Più che un dettaglio narrativo risiede in questo il motivo ispiratore del film:  secondo il racconto dello stesso regista, quando nel 2013 conobbe Pepe Smith, parlando con lui della  sua musica, l’artista gli rivelò di non aver mai scritto una canzone d’amore. Arte versus amore, un altro antico conflitto.  Anche il suo alter ego nel film è così assorbito dalla musica e dalla sopravvivenza quotidiana che le sue relazioni amorose appaiono decisamente fallimentari: la ex moglie, ora un’affermata gallerista, lo fulmina con un velenoso “Rock is dead, old man!”, la giovane (troppo giovane per lui) aspirante attrice (che è Mercedes Cabral, altra icona del cinema filippino) lo molla quando lui tenta alcune avances. Anche il famoso concerto alla fine sarà cancellato. Il naufragio assoluto, sentimentale e professionale, era del resto scolpito nel volto scavato e rugoso di Smith (la cui interpretazione risulta sempre assai credibile), mentre il senso di morte sempre incombente nel film trova il suo climax in due efficaci sequenze: quella che dà il titolo al film, quando Pepe suona al cimitero davanti alle tombe dei componenti della sua ex band,  e l’incontro finale, in un teatro vuoto ed enorme, con il vero Smith.
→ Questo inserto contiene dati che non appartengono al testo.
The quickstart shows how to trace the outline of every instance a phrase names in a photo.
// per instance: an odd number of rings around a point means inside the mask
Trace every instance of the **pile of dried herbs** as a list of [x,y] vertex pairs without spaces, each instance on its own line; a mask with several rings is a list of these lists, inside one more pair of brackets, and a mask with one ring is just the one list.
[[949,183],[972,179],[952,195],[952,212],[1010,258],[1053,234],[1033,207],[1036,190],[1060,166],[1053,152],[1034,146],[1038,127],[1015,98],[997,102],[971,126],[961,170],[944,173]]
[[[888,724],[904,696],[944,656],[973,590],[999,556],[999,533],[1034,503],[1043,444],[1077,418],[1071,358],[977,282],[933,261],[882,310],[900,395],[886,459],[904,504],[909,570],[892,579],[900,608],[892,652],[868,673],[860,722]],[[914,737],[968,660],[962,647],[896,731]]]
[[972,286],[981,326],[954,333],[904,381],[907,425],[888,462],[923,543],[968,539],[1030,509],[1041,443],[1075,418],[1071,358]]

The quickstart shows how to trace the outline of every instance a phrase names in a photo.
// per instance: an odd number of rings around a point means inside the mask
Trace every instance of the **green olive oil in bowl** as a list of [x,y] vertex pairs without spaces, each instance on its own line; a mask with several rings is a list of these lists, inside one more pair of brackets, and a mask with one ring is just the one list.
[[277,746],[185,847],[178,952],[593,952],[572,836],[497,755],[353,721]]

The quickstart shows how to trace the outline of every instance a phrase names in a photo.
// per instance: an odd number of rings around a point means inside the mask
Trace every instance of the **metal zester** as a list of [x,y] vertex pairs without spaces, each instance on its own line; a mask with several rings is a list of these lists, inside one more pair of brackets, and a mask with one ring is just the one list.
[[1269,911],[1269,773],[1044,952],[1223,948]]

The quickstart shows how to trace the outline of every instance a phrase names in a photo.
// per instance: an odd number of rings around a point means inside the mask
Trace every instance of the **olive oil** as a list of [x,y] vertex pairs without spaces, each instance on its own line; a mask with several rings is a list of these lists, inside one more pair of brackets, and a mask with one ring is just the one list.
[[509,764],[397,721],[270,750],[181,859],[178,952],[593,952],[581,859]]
Liew  è bravo nel maneggiare tutta questa complessa materia (innervata di continuo dalla musica pulsante della colonna sonora, sia live che riproposta da brani d’archivio) e nel gestire con fluidità narrativa e di  montaggio i frequenti passaggi tra scene reali e sognate. Un po’ ridondanti risultano peraltro gli inserti di sapore più surreale (come una capretta che con troppa insistenza attraversa le scene)  e la durata complessiva dell’operazione (143’), forse un omaggio del giovane regista al nume Lav Diaz  (per il quale però sono spesso i grandi spazi a giustificare, anzi a “spiegare” il tempo e la sua durata, mentre il film di Liew muove in spazi assai ristretti, e a volte persino claustrofobici).

Anche per la sua età, il film rivela comunque un autore da seguire. E  ci consegna anche, tra le pieghe della storia, alcune istantanee sulle odierne contraddizioni di un Paese da alcuni mesi nuovamente nelle mani di un politico autoritario (da tempo tristemente noto a tutte  le organizzazioni mondiali,  governative  e non, per i diritti umani) come Rodrigo Duterte.